Background: We have previously reported the safety of aerosolized PGE1 in neonatal hypoxemic respiratory failure. The aim of this study is to characterize the physicochemical properties of PGE1 solution, stability, emitted dose and the aerodynamic particle size distribution (APSD) of PGE1 aerosol in a neonatal ventilator circuit.
Methods: PGE1 was diluted in normal saline and physicochemical properties of the solution characterized. Chemical stability and emitted dose were evaluated during jet nebulization in a neonatal conventional (CMV) or high frequency (HFV) ventilator circuit by a high performance liquid chromatography-mass spectrometry method. The APSD of the PGE1 aerosol was evaluated with a 6-stage cascade impactor during CMV.

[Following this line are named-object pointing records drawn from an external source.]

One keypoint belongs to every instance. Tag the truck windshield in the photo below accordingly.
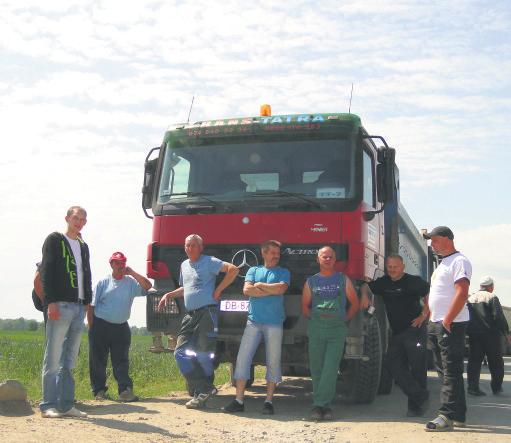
(312, 171)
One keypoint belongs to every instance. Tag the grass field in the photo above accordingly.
(21, 356)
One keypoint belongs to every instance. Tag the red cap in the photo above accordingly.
(119, 256)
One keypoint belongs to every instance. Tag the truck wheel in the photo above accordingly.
(250, 381)
(360, 379)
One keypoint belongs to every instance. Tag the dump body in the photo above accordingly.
(304, 180)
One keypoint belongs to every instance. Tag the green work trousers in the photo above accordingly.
(326, 345)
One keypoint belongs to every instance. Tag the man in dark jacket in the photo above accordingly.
(66, 280)
(485, 330)
(406, 302)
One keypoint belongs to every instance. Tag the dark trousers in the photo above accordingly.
(450, 346)
(114, 339)
(491, 346)
(407, 360)
(195, 349)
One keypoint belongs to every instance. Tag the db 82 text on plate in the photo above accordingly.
(234, 305)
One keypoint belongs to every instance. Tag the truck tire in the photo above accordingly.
(361, 379)
(250, 381)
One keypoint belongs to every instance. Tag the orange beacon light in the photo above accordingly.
(265, 111)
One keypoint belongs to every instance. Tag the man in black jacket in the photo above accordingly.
(66, 280)
(485, 329)
(406, 302)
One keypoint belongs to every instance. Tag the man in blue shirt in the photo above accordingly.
(265, 286)
(196, 341)
(109, 332)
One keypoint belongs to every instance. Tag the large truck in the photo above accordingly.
(306, 180)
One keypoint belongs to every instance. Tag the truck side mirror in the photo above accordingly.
(148, 185)
(385, 175)
(147, 188)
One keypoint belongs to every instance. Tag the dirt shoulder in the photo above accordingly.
(166, 419)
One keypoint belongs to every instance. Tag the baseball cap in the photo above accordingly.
(119, 256)
(440, 231)
(486, 281)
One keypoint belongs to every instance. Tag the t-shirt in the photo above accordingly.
(328, 294)
(453, 268)
(77, 254)
(113, 298)
(198, 280)
(401, 298)
(270, 308)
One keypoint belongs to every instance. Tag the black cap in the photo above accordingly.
(440, 231)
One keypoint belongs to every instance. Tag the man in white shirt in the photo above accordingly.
(449, 318)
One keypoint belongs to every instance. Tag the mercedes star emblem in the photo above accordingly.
(243, 260)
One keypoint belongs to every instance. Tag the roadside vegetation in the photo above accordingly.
(21, 356)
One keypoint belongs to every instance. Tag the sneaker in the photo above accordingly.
(268, 408)
(316, 414)
(476, 392)
(73, 412)
(127, 395)
(419, 412)
(234, 406)
(199, 400)
(439, 424)
(327, 414)
(102, 395)
(51, 413)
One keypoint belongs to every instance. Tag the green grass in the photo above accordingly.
(21, 357)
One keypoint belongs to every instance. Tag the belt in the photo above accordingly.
(194, 311)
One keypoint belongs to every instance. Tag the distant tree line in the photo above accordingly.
(22, 324)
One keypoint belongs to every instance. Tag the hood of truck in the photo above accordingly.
(254, 228)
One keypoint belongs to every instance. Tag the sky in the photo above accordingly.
(88, 87)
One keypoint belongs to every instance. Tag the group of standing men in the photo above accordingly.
(64, 284)
(329, 300)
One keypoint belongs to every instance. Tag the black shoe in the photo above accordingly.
(234, 406)
(327, 414)
(268, 409)
(316, 414)
(476, 392)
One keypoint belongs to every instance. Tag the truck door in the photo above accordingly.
(373, 228)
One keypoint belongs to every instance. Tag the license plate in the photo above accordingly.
(234, 305)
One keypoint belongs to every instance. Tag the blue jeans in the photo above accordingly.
(63, 338)
(252, 336)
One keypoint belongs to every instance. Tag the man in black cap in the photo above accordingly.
(485, 330)
(449, 318)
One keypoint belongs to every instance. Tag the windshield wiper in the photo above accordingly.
(296, 195)
(195, 194)
(198, 208)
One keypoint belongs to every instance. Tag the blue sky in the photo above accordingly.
(87, 87)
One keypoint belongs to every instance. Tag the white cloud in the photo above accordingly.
(87, 87)
(485, 246)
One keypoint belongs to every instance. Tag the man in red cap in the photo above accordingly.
(109, 332)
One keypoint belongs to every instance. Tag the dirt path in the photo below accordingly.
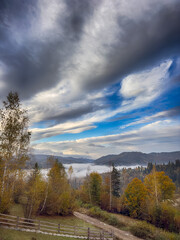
(117, 232)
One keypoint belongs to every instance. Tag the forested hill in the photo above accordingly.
(138, 158)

Results: PGE1 solution in normal saline had a low viscosity (0.9818 cP) and surface tension (60.8 mN/m) making it suitable for aerosolization. Little or no degradation of PGE1 was observed in samples from aerosol condensates, the PGE1 solution infused over 24h, or the residual solution in the nebulizer. The emitted dose of PGE1 following jet nebulization was 32-40% during CMV and 0.1% during HFV. The PGE1 aerosol had a mass median aerodynamic diameter of 1.4 microm and geometric S.D. of 2.9 with 90% of particles being <4.0 microm in size.
Conclusion: Nebulization of PGE1 during neonatal CMV or HFV is efficient and results in rapid nebulization without altering the chemical structure. On the basis of the physicochemical properties of PGE1 solution and the APSD of the PGE1 aerosol, one can predict predominantly alveolar deposition of aerosolized PGE1.